Compare two Experiments

This tutorial will guide you through the process of building and comparing distinct binaries of the same benchmark. As an example, we will be using an experiment comparing two builds of the quicksilver benchmark, compiled with the gcc and intel compiler variants on LLNL’s Ruby cluster.

Building Multiple Binaries

Create separate system instances. Parameters could include: compiler, mpi, etc. In this case, we are changing the compiler variant

benchpark system init --dest=ruby-gcc llnl-cluster cluster=ruby compiler=gcc

benchpark system init --dest=ruby-intel llnl-cluster cluster=ruby compiler=intel

Creating experiment ramble.yaml

Create the experiment description Parameters could include: version, scaling, etc.

In this example, we are only changing the compiler. Because all experiment variables will be the same, we only need to generate a single experiment description. This command initializes a quicksilver experiment configuration in the quicksilver directory. We are doing weak scaling with openMP, and measuring MPI metrics with Caliper.
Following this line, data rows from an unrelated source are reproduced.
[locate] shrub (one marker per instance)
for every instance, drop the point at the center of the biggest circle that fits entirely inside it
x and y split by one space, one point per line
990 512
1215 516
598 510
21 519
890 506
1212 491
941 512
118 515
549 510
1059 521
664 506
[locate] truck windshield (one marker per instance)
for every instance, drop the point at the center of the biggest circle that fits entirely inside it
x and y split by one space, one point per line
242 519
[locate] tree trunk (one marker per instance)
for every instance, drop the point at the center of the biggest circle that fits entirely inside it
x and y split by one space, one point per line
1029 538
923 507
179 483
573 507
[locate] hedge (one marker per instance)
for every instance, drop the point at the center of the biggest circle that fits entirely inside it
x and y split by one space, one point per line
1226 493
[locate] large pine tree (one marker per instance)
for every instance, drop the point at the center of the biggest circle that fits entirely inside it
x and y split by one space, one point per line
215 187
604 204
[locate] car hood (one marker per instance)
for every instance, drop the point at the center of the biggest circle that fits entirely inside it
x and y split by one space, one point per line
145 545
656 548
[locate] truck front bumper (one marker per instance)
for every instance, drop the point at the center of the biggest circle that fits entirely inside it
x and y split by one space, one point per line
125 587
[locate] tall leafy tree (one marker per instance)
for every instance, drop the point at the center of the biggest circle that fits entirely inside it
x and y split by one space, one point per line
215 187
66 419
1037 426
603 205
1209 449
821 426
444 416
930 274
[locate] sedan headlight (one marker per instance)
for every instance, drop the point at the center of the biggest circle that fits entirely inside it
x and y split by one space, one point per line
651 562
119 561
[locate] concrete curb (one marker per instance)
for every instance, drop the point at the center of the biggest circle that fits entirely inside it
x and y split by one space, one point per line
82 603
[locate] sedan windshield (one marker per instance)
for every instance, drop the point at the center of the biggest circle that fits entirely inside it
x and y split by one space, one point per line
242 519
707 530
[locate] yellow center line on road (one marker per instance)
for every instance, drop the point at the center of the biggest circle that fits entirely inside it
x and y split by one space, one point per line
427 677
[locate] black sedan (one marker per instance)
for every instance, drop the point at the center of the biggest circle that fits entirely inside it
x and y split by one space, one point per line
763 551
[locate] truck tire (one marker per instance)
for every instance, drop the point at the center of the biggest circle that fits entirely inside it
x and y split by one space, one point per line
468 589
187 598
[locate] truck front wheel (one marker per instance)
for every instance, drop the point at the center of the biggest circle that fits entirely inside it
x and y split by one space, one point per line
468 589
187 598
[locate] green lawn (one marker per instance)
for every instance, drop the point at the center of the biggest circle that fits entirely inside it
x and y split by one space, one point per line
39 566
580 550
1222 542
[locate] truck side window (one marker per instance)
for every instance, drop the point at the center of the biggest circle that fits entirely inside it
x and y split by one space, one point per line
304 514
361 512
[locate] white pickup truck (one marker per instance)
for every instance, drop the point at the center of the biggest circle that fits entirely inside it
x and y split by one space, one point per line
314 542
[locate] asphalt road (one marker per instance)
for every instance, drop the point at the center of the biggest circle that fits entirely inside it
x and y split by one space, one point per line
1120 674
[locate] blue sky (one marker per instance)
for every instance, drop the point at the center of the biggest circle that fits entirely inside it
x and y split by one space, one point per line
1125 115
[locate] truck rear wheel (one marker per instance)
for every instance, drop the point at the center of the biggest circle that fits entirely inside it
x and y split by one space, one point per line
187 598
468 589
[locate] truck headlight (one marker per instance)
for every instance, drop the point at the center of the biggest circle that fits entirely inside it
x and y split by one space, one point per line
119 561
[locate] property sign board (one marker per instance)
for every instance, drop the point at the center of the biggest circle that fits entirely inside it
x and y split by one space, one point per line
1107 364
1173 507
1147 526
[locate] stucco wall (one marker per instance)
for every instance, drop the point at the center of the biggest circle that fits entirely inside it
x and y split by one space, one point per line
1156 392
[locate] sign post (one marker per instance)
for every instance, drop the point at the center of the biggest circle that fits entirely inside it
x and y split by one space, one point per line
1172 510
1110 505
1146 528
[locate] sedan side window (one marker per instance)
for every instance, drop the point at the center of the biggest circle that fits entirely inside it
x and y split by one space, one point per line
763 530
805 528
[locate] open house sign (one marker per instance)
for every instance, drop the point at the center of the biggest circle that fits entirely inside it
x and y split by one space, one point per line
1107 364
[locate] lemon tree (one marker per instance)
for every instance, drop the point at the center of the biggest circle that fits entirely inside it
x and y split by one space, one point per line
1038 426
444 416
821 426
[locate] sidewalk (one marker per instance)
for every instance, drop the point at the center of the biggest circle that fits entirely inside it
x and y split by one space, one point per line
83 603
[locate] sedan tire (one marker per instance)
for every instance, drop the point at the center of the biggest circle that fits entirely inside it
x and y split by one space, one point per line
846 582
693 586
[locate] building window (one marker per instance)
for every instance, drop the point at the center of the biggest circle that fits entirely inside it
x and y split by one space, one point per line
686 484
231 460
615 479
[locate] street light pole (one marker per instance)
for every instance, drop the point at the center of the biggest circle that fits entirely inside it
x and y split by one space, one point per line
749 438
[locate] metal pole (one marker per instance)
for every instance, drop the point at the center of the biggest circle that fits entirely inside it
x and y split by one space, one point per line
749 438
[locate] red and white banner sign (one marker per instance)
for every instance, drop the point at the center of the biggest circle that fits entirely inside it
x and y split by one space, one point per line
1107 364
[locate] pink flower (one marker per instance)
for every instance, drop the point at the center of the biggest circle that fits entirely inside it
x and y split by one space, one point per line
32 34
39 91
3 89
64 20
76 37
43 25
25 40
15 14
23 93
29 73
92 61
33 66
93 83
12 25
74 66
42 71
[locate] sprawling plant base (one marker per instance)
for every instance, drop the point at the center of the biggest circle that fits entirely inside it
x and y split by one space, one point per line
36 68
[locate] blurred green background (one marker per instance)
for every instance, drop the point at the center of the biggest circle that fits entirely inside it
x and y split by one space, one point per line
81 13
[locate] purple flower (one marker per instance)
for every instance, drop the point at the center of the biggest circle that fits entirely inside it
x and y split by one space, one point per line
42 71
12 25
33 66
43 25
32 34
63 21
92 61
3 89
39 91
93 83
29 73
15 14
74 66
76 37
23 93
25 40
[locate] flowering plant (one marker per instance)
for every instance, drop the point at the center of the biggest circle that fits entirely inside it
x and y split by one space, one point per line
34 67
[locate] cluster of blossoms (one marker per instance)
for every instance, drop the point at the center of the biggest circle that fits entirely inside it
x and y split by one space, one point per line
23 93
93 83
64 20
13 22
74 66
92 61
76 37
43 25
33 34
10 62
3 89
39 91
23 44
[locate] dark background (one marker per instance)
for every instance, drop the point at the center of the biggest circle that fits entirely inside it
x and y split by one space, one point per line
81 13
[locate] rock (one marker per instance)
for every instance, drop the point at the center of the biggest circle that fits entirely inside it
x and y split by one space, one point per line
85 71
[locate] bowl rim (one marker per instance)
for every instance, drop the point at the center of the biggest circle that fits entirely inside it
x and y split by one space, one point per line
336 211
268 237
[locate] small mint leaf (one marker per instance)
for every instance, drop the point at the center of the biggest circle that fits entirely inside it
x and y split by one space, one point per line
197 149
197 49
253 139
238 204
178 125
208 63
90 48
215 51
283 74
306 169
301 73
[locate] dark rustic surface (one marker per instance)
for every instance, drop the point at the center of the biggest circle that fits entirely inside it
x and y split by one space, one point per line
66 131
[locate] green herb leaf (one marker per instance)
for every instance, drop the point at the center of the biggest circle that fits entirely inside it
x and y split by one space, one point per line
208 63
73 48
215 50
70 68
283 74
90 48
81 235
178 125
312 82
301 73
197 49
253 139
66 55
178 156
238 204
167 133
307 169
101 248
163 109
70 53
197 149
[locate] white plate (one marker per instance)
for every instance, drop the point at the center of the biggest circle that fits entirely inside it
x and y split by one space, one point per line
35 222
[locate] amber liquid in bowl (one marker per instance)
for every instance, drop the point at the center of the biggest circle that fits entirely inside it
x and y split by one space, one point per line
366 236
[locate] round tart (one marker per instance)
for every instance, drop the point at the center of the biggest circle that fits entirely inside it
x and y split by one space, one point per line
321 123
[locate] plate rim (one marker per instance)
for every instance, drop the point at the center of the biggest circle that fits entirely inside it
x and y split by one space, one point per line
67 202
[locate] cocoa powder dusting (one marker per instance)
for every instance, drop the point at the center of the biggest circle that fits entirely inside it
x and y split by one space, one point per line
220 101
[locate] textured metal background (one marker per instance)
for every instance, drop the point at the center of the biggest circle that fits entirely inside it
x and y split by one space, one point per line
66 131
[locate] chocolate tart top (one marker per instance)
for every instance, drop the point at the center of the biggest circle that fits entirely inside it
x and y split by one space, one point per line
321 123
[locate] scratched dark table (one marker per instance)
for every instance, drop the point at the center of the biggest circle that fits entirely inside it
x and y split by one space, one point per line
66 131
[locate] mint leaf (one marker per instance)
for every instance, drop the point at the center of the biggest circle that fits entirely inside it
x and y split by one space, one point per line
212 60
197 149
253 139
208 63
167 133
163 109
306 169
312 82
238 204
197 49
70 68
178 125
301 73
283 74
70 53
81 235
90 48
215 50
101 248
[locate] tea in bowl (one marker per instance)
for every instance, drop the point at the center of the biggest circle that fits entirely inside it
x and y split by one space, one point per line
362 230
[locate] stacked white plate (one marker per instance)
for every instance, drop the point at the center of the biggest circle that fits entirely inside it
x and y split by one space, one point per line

benchpark experiment init --dest=quicksilver quicksilver caliper=mpi +weak +openmp ~single_node

Note

Running a benchmark repeatedly will overwrite the existing output. A way to prevent this is to create multiple duplicate experiments, changing the experiment name (--dest=quicksilver, --dest=quicksilver2).

Running multiple experiments

Now that both the system and experiment parameters have been defined, we can setup each experiment directory. This step will install the binary, and create the execute_experiment shell script

$ benchpark setup quicksilver ruby-gcc workspace
$ benchpark setup quicksilver ruby-intel workspace

Now, we generate an execute_experiment shell script for each run, and install the benchmark along with all dependencies

$ ramble --workspace-dir workspace/quicksilver/ruby-gcc/workspace workspace setup
$ ramble --workspace-dir workspace/quicksilver/ruby-intel/workspace workspace setup

Completing these steps will result in the following structure

experiments_root/
     ramble/
     spack/
     quicksilver/
         ruby-gcc/
             workspace/
                 experiments/
                     ..../
                     execute_experiment
         ruby-intel/
             workspace/
                 experiments/
                 ..../
                 execute_experiment

Verifying build details, differences between builds

Benchpark offers two ways to double check that each binary has built according to the specifications:

$ spack find -L quicksilver

 -- linux-rhel8-sapphirerapids / gcc@12.1.1 ----------------------
 fubnce7wzgjxhkim2cylijt4cbpfhxi6 quicksilver@master

 -- linux-rhel8-sapphirerapids / intel@2021.6.0-classic ----------
 qwev4yodp2joikf2oxvlo224ksjcqve3 quicksilver@master
 ==> 2 installed packages

This output shows each installed binary, along with their associated hashes. We can use these hashes to independently double-check the details of each build. In this case, we can check the quicksilver spec, along with its dependencies by running spack spec for each binary

spack spec quicksilver/{hash}

Each spec will generate a dependency tree, showing which variants and compilers were used for each compiler. The output from both commands is below

$ spack spec quicksilver/fubnce7wzgjxhkim2cylijt4cbpfhxi6

 [+]  quicksilver@master%gcc@12.1.1~cuda+mpi+openmp build_system=makefile arch=linux-rhel8-sapphirerapids
 [+]      ^gcc-runtime@12.1.1%gcc@12.1.1 build_system=generic arch=linux-rhel8-sapphirerapids
 [e]      ^glibc@2.28%gcc@12.1.1 build_system=autotools arch=linux-rhel8-sapphirerapids
 [e]      ^gmake@4.2.1%gcc@12.1.1~guile build_system=generic patches=ca60bd9,fe5b60d arch=linux-rhel8-sapphirerapids
 [e]      ^mvapich2@2.3.7-gcc1211%gcc@12.1.1~alloca~cuda~debug~hwloc_graphics~hwlocv2+regcache+wrapperrpath build_system=autotools ch3_rank_bits=32 fabrics=mrail file_systems=auto patches=d98d8e7 process_managers=auto threads=multiple arch=linux-rhel8-sapphirerapids

$ spack spec quicksilver/qwev4yodp2joikf2oxvlo224ksjcqve3

 [+]  quicksilver@master%intel@2021.6.0-classic~cuda+mpi+openmp build_system=makefile arch=linux-rhel8-sapphirerapids
 [e]      ^glibc@2.28%intel@2021.6.0-classic build_system=autotools arch=linux-rhel8-sapphirerapids
 [e]      ^gmake@4.2.1%intel@2021.6.0-classic~guile build_system=generic patches=ca60bd9,fe5b60d arch=linux-rhel8-sapphirerapids
 [e]      ^mvapich2@2.3.7-intel202160classic%intel@2021.6.0-classic~alloca~cuda~debug~hwloc_graphics~hwlocv2+regcache+wrapperrpath build_system=autotools ch3_rank_bits=32 fabrics=mrail file_systems=auto patches=d98d8e7 process_managers=auto threads=multiple arch=linux-rhel8-sapphirerapids

Notice that each dependency tree differs in the compilers used (gcc@12.1.1 vs. intel@2021.6.0)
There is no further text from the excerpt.